Rave party à Lieuron : Cinq nouvelles mises en examen et une personne remise en liberté

Image du hangar presque vide après le départ des teufeurs à Lieuron, en Ille-et-Vilaine, où une rave party s’est tenue la veille du Nouvel an. — AFP

  • Interpellées mercredi, cinq nouvelles personnes ont été mises en examen et placées sous contrôle judiciaire après la rave party de Lieuron.
  • Placé en détention provisoire depuis le 4 janvier, le premier mis en examen a été remis en liberté.
  • Un rassemblement de soutien est prévu samedi à Rennes.

Les autorités judiciaires ne relâchent pas la pression trois semaines après la rave party de Lieuron. Après l’ouverture d’une information judiciaire, conduite par deux juges d’instruction, quatre personnes ont déjà été mises en examen après la fête illégale qui a rassemblé 2.500 personnes pour le réveillon au sud de Rennes.
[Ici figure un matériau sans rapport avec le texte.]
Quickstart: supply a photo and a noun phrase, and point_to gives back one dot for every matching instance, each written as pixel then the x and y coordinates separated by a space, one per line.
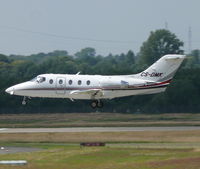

Mercredi, six nouvelles personnes, six hommes âgés de 21 à 26 ans, ont été interpellés en Ille-et-Vilaine et placés en garde à vue. Deux d’entre eux sont déjà connus de la justice pour des infractions à la législation sur les produits stupéfiants et l’un a déjà été condamné pour des faits d’organisation sans déclaration préalable d’un rassemblement festif à caractère musical.

« Si certains des gardés à vue reconnaissent avoir été présents sur les lieux de la free party le 31 décembre 2020, ils contestent en revanche avoir participé à l’organisation de celle-ci », indique ce vendredi Philippe Astruc, procureur de la République de Rennes. A l’issue des gardes à vue, cinq d’entre eux ont été mis en examen et placés sous contrôle judiciaire. Le sixième homme interpellé mercredi a été placé sous le statut de témoin assisté. Le parquet précise par ailleurs que le premier mis en examen, placé en détention provisoire depuis le 4 janvier a été remis en liberté et placé sous contrôle judiciaire.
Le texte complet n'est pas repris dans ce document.